Japan, dethroned as the world’s biggest shipbuilding nation over the past decade, is promoting mergers among domestic shipyards to help compete with China and South Korea.
The Maritime Bureau, which oversees the industry, is surveying firms to help find potential combinations, Director General Norifumi Idee said Thursday in an interview in Tokyo. He declined to name any possible tieups.
“Japanese yards need to invest in research and development,” he said. “By merging operations, it will be easier to do that.”
Japanese yards need to grow in size and develop new technologies as they have lost market share to larger rivals overseas, he said. China has become the world’s biggest shipbuilding nation, a title previously held for decades by Japan, on the back of government investment and low wages.
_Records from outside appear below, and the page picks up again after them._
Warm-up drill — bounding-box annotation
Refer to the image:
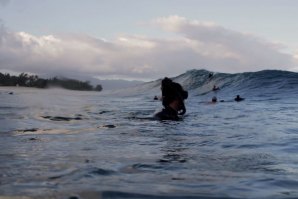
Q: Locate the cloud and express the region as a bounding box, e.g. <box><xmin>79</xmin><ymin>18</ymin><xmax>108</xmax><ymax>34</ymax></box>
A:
<box><xmin>0</xmin><ymin>0</ymin><xmax>10</xmax><ymax>7</ymax></box>
<box><xmin>152</xmin><ymin>16</ymin><xmax>297</xmax><ymax>72</ymax></box>
<box><xmin>0</xmin><ymin>16</ymin><xmax>297</xmax><ymax>80</ymax></box>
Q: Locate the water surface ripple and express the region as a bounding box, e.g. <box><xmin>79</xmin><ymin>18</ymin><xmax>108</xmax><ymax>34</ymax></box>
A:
<box><xmin>1</xmin><ymin>86</ymin><xmax>298</xmax><ymax>199</ymax></box>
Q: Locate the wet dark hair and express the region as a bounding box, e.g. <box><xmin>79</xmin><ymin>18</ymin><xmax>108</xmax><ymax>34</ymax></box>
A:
<box><xmin>212</xmin><ymin>96</ymin><xmax>217</xmax><ymax>102</ymax></box>
<box><xmin>161</xmin><ymin>77</ymin><xmax>188</xmax><ymax>114</ymax></box>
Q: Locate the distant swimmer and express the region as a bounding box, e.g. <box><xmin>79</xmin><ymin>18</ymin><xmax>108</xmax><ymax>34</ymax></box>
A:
<box><xmin>206</xmin><ymin>96</ymin><xmax>225</xmax><ymax>104</ymax></box>
<box><xmin>212</xmin><ymin>96</ymin><xmax>217</xmax><ymax>103</ymax></box>
<box><xmin>210</xmin><ymin>96</ymin><xmax>224</xmax><ymax>103</ymax></box>
<box><xmin>208</xmin><ymin>73</ymin><xmax>213</xmax><ymax>78</ymax></box>
<box><xmin>154</xmin><ymin>96</ymin><xmax>159</xmax><ymax>100</ymax></box>
<box><xmin>154</xmin><ymin>77</ymin><xmax>188</xmax><ymax>120</ymax></box>
<box><xmin>212</xmin><ymin>85</ymin><xmax>220</xmax><ymax>91</ymax></box>
<box><xmin>234</xmin><ymin>95</ymin><xmax>245</xmax><ymax>102</ymax></box>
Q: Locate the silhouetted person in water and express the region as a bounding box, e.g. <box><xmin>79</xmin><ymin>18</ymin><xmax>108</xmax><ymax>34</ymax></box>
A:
<box><xmin>234</xmin><ymin>95</ymin><xmax>244</xmax><ymax>102</ymax></box>
<box><xmin>212</xmin><ymin>85</ymin><xmax>220</xmax><ymax>91</ymax></box>
<box><xmin>206</xmin><ymin>96</ymin><xmax>221</xmax><ymax>104</ymax></box>
<box><xmin>211</xmin><ymin>96</ymin><xmax>217</xmax><ymax>103</ymax></box>
<box><xmin>155</xmin><ymin>77</ymin><xmax>188</xmax><ymax>120</ymax></box>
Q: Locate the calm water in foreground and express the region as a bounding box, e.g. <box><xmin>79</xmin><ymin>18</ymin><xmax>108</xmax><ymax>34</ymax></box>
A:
<box><xmin>1</xmin><ymin>86</ymin><xmax>298</xmax><ymax>199</ymax></box>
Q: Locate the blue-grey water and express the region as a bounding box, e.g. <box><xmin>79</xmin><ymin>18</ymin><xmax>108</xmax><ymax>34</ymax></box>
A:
<box><xmin>1</xmin><ymin>70</ymin><xmax>298</xmax><ymax>199</ymax></box>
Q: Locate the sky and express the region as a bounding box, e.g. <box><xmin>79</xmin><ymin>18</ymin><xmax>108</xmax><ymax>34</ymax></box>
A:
<box><xmin>0</xmin><ymin>0</ymin><xmax>298</xmax><ymax>80</ymax></box>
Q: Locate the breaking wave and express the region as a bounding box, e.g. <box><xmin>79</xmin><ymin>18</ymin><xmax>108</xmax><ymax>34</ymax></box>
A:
<box><xmin>107</xmin><ymin>69</ymin><xmax>298</xmax><ymax>101</ymax></box>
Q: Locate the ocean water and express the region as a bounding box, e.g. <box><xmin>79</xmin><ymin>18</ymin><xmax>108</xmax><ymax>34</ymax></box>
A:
<box><xmin>1</xmin><ymin>70</ymin><xmax>298</xmax><ymax>199</ymax></box>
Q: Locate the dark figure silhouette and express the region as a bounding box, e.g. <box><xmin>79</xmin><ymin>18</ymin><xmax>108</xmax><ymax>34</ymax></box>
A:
<box><xmin>234</xmin><ymin>95</ymin><xmax>245</xmax><ymax>102</ymax></box>
<box><xmin>206</xmin><ymin>96</ymin><xmax>219</xmax><ymax>104</ymax></box>
<box><xmin>212</xmin><ymin>96</ymin><xmax>217</xmax><ymax>103</ymax></box>
<box><xmin>155</xmin><ymin>77</ymin><xmax>188</xmax><ymax>120</ymax></box>
<box><xmin>212</xmin><ymin>85</ymin><xmax>220</xmax><ymax>91</ymax></box>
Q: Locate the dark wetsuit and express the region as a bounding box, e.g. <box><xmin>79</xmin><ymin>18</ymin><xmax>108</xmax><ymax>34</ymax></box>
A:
<box><xmin>154</xmin><ymin>107</ymin><xmax>179</xmax><ymax>121</ymax></box>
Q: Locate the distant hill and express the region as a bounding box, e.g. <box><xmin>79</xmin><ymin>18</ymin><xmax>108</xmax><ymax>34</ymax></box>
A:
<box><xmin>39</xmin><ymin>73</ymin><xmax>144</xmax><ymax>90</ymax></box>
<box><xmin>0</xmin><ymin>72</ymin><xmax>102</xmax><ymax>91</ymax></box>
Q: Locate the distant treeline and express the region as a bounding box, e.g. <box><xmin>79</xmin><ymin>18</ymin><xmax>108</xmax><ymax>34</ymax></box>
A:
<box><xmin>0</xmin><ymin>72</ymin><xmax>102</xmax><ymax>91</ymax></box>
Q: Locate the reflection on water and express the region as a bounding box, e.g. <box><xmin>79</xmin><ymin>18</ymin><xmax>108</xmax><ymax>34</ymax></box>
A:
<box><xmin>159</xmin><ymin>134</ymin><xmax>189</xmax><ymax>164</ymax></box>
<box><xmin>1</xmin><ymin>87</ymin><xmax>298</xmax><ymax>198</ymax></box>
The stronger yen has also prompted merger talks among Japanese shipbuilders, as the currency makes their vessels more expensive. Most Japanese-made ships are sold in dollars. JFE Holdings Inc., the nation’s second-largest steelmaker, and IHI Corp. are holding talks on combining their shipbuilding operations. The deal could be expanded to include other yards, Shinjiro Mishima, head of JFE’s shipyard unit, said in March.
Japanese shipyards had a backlog of 71.3 million deadweight tons of orders as of May 1, compared with 143.4 million for South Korea and 184.7 million for China, shipbroker Clarkson PLC said.